Two days ago, however, I turned my attention to my Chaucer paper.   After about ten minutes in the stacks in the Sterling Memorial Library I had five books of commentary in my arms and felt that old flame of passion start to burn again.  From my first glances into these books and a quick check of the concordance and the Middle English Dictionary, my thesis actually seemed not only provable but possibly correct and even relevant.  Hooray!  I couldn't figure out why I could write papers again all of the sudden, and then it occurred to me that I actually have a bachelor's degree in this field.  I know how to write these papers, and I've been cultivating a love of literature (and the theology buried inside of it) for my whole life.  

In The Franklin's Tale, one of the Canterbury Tales I'm using in my paper, Chaucer says, “Whan maistrie [mastery] comth, the God of Love anon, Beteth his wynges, and farewell, he is gon.”  This semester has been far too humbling for me to comfortably use the word "mastery" to describe my abilty as a scholar of literature, but these lines are meaningful to me nonetheless.  There is something about working in your area of expertise and using the skills you've developed over a long time.  It's so satisfying.  

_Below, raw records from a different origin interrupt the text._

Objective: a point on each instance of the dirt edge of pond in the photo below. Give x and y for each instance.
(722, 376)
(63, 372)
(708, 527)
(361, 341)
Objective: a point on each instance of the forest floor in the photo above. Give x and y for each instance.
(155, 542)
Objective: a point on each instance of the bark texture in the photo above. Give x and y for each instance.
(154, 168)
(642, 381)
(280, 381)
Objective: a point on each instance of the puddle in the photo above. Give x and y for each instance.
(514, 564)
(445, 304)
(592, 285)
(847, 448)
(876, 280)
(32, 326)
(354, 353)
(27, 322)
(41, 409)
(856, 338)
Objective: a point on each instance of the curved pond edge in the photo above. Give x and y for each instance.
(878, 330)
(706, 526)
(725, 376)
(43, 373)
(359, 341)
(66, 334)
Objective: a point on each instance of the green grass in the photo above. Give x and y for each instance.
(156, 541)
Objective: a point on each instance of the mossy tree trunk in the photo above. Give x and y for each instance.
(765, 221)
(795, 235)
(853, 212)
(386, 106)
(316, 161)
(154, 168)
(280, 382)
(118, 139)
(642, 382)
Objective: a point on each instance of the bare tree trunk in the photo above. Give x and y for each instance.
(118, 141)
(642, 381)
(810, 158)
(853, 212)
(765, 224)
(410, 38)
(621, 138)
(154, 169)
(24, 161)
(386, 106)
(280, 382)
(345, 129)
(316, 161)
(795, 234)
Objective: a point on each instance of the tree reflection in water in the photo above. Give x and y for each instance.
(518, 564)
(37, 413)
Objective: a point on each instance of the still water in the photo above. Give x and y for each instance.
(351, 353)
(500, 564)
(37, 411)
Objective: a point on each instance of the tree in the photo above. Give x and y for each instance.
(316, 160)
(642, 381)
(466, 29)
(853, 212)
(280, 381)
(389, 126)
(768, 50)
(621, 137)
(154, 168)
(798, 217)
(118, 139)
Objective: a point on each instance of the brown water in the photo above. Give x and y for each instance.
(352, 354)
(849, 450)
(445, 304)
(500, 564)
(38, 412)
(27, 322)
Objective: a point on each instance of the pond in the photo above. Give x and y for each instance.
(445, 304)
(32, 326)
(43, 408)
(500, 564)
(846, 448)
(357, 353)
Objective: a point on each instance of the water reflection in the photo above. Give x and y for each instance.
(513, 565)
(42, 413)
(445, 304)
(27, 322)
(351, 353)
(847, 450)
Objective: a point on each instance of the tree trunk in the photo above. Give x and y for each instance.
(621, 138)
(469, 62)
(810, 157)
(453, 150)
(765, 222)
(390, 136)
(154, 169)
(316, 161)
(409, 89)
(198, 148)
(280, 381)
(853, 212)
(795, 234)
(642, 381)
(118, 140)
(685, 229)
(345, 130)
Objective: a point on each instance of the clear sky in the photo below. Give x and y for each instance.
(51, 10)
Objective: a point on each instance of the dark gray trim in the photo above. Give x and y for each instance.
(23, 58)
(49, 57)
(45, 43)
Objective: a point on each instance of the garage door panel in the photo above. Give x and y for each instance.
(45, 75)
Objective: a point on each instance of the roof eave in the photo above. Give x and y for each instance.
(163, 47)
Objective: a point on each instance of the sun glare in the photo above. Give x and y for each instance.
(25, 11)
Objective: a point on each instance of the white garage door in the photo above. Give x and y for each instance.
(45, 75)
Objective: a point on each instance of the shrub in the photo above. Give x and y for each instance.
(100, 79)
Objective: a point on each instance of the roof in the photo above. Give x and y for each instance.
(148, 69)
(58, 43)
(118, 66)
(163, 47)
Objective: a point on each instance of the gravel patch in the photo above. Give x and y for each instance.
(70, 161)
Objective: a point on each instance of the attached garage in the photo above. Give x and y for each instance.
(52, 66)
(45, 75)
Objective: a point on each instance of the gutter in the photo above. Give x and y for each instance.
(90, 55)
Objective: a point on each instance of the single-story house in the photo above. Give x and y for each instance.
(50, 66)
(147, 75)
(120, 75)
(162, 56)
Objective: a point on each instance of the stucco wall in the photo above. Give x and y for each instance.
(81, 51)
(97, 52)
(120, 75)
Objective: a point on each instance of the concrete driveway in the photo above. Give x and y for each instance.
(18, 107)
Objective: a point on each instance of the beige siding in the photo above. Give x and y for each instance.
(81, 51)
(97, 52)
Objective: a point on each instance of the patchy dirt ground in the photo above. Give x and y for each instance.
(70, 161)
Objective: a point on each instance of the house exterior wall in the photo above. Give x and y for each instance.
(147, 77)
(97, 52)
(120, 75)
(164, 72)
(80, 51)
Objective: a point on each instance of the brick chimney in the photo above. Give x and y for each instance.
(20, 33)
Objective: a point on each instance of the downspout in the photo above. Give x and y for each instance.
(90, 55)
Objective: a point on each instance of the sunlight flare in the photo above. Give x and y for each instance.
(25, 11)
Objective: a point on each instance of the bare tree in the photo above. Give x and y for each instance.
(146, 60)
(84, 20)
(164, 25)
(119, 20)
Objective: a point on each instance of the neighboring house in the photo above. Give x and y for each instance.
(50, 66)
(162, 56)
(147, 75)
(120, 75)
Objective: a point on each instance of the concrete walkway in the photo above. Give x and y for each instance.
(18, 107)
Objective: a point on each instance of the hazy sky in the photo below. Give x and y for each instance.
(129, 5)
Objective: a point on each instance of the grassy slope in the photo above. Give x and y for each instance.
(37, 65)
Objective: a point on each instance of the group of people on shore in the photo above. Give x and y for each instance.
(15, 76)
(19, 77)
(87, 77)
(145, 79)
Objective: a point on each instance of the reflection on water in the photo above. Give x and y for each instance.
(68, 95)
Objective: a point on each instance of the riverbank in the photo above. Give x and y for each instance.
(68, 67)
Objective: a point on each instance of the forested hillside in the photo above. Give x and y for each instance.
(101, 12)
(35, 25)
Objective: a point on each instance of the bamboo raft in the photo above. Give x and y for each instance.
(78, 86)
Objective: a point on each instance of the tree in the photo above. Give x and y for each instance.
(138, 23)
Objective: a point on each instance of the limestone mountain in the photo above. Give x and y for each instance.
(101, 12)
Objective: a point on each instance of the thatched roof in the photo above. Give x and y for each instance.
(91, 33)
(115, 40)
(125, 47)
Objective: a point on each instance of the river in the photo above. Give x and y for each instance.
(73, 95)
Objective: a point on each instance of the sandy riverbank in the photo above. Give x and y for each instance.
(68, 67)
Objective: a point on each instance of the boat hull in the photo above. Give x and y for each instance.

However: I read somewhere that it is the hope of mastery that drives the amateur through the arduous hours of practice.  Robert Farrar Capon says, "No artist can work simply for results; he must also like the work of getting them."  Of course.  This is quite true in the academic life.  For what, really, are the results?  Scholarly work, perhaps like parenting or ministry or teaching, will never be easy.  By nature, it must constantly thrust into the unknown, otherwise it isn't doing its job.  Constant engagement with the unfamiliar will always estrange us from the methods with which we are comfortable.  

This is why Chaucer depicts mastery as a brief flash of lucidity - an abrupt encounter with the beating of divine wings followed by their immediate departure in a rush of wind.  Whither He has gone we know not, but instantly we have our next quest to seek Him there.  

What joy it will be when I can face these new topics with the same confidence I have around literature.  What greater joy that every endeavor will place me before something bewildering and confounding.